Essa mudança converteu Wong, que parece um cruzamento entre político solene e sensação teen tímida, em uma espécie de astro político.

Hoje em dia, quando não está rodeado de partidários admiradores, ele geralmente está cercado por jornalistas e cinegrafistas da TV. Antes mesmo da rodada mais recente de protestos, desconhecidos o abordavam para apertar sua mão ou lhe dar um tapinha no ombro e perguntar sobre suas notas em exames. Wong tem plena consciência da influência exercida por ele e seus colegas.

Ainda em julho, bem antes de Pequim propor as regras eleitorais que são o alvo das manifestações atuais, Wong disse ao "New York Times": "A reforma eleitoral é uma guerra geracional".

Chen Yun-chung, professor associado de estudos culturais na Universidade Lingnan, de Hong Kong, disse que Wong e sua geração de ativistas secundaristas, que combinam idealismo e habilidade organizacional, superaram tanto o governo quanto gerações de democratas de Hong Kong mais velhos e mais cautelosos.

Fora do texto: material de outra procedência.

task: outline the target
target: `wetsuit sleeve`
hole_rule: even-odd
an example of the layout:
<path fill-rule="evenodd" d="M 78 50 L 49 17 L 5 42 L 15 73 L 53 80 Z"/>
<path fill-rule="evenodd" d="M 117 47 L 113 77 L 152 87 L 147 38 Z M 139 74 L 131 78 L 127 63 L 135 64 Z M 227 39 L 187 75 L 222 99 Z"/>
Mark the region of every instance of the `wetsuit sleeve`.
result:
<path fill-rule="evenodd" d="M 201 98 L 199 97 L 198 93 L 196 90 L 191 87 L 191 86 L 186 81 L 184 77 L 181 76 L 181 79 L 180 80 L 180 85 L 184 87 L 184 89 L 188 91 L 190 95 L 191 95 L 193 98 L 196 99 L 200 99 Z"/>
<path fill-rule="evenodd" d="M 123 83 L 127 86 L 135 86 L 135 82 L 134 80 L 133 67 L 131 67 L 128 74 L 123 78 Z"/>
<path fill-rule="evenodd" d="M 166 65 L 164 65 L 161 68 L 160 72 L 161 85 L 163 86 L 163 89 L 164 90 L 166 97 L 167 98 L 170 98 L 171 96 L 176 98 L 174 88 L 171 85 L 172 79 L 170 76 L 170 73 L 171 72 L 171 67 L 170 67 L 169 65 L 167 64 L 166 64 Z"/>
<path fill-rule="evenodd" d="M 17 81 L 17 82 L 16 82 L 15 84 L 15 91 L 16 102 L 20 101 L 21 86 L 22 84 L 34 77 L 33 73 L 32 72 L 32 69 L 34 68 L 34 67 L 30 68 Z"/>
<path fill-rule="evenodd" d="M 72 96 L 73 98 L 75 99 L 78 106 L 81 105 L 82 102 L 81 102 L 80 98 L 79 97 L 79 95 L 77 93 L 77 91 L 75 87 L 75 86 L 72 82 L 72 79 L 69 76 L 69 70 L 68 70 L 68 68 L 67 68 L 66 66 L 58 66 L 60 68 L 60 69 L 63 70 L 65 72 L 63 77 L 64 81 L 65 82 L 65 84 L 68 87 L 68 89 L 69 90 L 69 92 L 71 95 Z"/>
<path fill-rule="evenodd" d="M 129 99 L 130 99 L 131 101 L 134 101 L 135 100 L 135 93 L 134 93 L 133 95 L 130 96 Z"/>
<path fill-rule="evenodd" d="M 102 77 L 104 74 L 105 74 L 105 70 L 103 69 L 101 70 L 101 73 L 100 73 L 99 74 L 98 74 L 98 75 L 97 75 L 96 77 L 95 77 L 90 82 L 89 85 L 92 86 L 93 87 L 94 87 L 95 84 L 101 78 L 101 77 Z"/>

"A mentalidade eles é muito diferente da mentalidade da geração mais velha, por isso eu os chamo de mutantes, num bom sentido, como os X-Men", ele comentou.

"Sempre há o perigo de uma repressão ainda mais dura, que assuste tremendamente a população de Hong Kong. Ao mesmo tempo, acho que esses líderes 'mutantes' não são simples sonhadores. Eles sabem que talvez não consigam o que querem, mas a maioria deles está preparada a levar a luta adiante."

Lee Cheuk-yan, 57 anos, presidente do Partido Trabalhista, pró-democracia, disse que os protestos juvenis nas ruas o deixaram tanto espantado quanto encorajado.

"Você olha para os rostos das pessoas aqui e vê que são muito jovens", disse Lee sobre uma plataforma de onde tinha discursado para uma multidão enorme na noite de terça-feira.

"Os velhos vão morrer, mas os jovens vão continua vivendo. Vão derrotar os velhos." Então ele voltou a discursar para a multidão jovem, com alto-falante, e repetiu suas palavras para eles, sendo recebido por um estrondo de aprovação.

Wong e a onda de protesto jovem que ele ajudou a inspirar estão muito menos aberto a fazer concessões que o campo democrático tradicional de Hong Kong, e essa divergência pode crescer se o governo chinês oferecer concessões apenas pequenas e os protestos continuarem.

Ele não respondeu a repetidas ligações e mensagens pedindo uma entrevista. Em entrevista que deu este ano a uma publicação online de Hong Kong, Wong afirmou que "conciliar antes de ter começado a lutar é ilógico".

"Não tenho problemas em negociar", acrescentou. "Mas, para negociar, é bom dispor de algumas fichas que você possa barganhar. Se não tiver nada, como você faz para travar uma guerra?"